But, even if this was a justifiable evil, it was still an evil. Today we no longer have any copies of Unix, because we have replaced them with free operating systems. If we could not replace a machine’s operating system with a free one, we replaced the machine instead.
As the GNU Project proceeded, and increasing numbers of system components were found or developed, eventually it became useful to make a list of the remaining gaps. We used it to recruit developers to write the missing pieces. This list became known as the GNU Task List. In addition to missing Unix components, we listed various other useful software and documentation projects that, we thought, a truly complete system ought to have.
Today,[6] hardly any Unix components are left in the GNU Task List—those jobs had been done, aside from a few inessential ones. But the list is full of projects that some might call “applications.” Any program that appeals to more than a narrow class of users would be a useful thing to add to an operating system.
Even games are included in the task list—and have been since the beginning. Unix included games, so naturally GNU should too. But compatibility was not an issue for games, so we did not follow the list of games that Unix had. Instead, we listed a spectrum of different kinds of games that users might like.
The GNU C library uses a special kind of copyleft called the GNU Library General Public License,[7] which gives permission to link proprietary software with the library. Why make this exception?
It is not a matter of principle; there is no principle that says proprietary software products are entitled to include our code. (Why contribute to a project predicated on refusing to share with us?) Using the LGPL for the C library, or for any library, is a matter of strategy.
The C library does a generic job; every proprietary system or compiler comes with a C library. Therefore, to make our C library available only to free software would not have given free software any advantage—it would only have discouraged use of our library.
One system is an exception to this: on the GNU system (and this includes GNU/Linux), the GNU C library is the only C library. So the distribution terms of the GNU C library determine whether it is possible to compile a proprietary program for the GNU system. There is no ethical reason to allow proprietary applications on the GNU system, but strategically it seems that disallowing them would do more to discourage use of the GNU system than to encourage development of free applications. That is why using the Library GPL is a good strategy for the C library.

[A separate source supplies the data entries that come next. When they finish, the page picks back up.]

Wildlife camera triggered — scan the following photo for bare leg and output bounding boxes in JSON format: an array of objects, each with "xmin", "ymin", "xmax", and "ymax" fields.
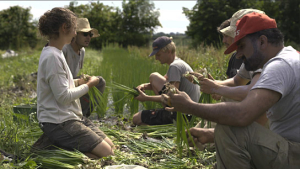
[{"xmin": 90, "ymin": 139, "xmax": 114, "ymax": 158}]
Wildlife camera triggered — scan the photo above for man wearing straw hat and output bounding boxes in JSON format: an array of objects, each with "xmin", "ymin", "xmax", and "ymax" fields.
[
  {"xmin": 163, "ymin": 12, "xmax": 300, "ymax": 169},
  {"xmin": 132, "ymin": 36, "xmax": 200, "ymax": 125},
  {"xmin": 190, "ymin": 9, "xmax": 268, "ymax": 149},
  {"xmin": 62, "ymin": 18, "xmax": 106, "ymax": 117}
]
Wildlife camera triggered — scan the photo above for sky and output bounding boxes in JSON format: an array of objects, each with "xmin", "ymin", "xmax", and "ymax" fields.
[{"xmin": 0, "ymin": 0, "xmax": 196, "ymax": 33}]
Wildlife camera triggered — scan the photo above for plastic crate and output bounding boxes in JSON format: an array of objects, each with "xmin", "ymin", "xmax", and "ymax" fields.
[{"xmin": 13, "ymin": 104, "xmax": 37, "ymax": 120}]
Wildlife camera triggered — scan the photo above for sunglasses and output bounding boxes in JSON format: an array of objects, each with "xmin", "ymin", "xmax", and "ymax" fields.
[{"xmin": 82, "ymin": 32, "xmax": 94, "ymax": 37}]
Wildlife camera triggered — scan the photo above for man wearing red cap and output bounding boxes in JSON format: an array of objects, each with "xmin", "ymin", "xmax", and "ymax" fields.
[{"xmin": 163, "ymin": 12, "xmax": 300, "ymax": 169}]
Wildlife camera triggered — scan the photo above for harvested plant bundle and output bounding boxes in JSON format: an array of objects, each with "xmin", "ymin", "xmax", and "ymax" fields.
[
  {"xmin": 111, "ymin": 82, "xmax": 140, "ymax": 97},
  {"xmin": 166, "ymin": 83, "xmax": 194, "ymax": 157},
  {"xmin": 32, "ymin": 149, "xmax": 96, "ymax": 169},
  {"xmin": 81, "ymin": 74, "xmax": 107, "ymax": 117},
  {"xmin": 183, "ymin": 68, "xmax": 214, "ymax": 128}
]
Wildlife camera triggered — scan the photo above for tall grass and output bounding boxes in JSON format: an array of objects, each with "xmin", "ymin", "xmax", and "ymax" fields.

For other libraries, the strategic decision needs to be considered on a case-by-case basis. When a library does a special job that can help write certain kinds of programs, then releasing it under the GPL, limiting it to free programs only, is a way of helping other free software developers, giving them an advantage against proprietary software.
Consider GNU Readline, a library that was developed to provide command-line editing for BASH. Readline is released under the ordinary GNU GPL, not the Library GPL. This probably does reduce the amount Readline is used, but that is no loss for us. Meanwhile, at least one useful application has been made free software specifically so it could use Readline, and that is a real gain for the community.
Proprietary software developers have the advantages money provides; free software developers need to make advantages for each other. I hope some day we will have a large collection of GPL-covered libraries that have no parallel available to proprietary software, providing useful modules to serve as building blocks in new free software, and adding up to a major advantage for further free software development.
Eric Raymond[8] says that “Every good work of software starts by scratching a developer’s personal itch.”[9]
Maybe that happens sometimes, but many essential pieces of GNU software were developed in order to have a complete free operating system. They come from a vision and a plan, not from impulse.
For example, we developed the GNU C library because a Unix-like system needs a C library, BASH because a Unix-like system needs a shell, and GNU tar because a Unix-like system needs a tar program. The same is true for my own programs—the GNU C compiler, GNU Emacs, GDB and GNU Make.
Some GNU programs were developed to cope with specific threats to our freedom. Thus, we developed gzip to replace the Compress program, which had been lost to the community because of the LZW patents. We found people to develop LessTif, and more recently started GNOME and Harmony, to address the problems caused by certain proprietary libraries (see below). We are developing the GNU Privacy Guard to replace popular nonfree encryption software, because users should not have to choose between privacy and freedom.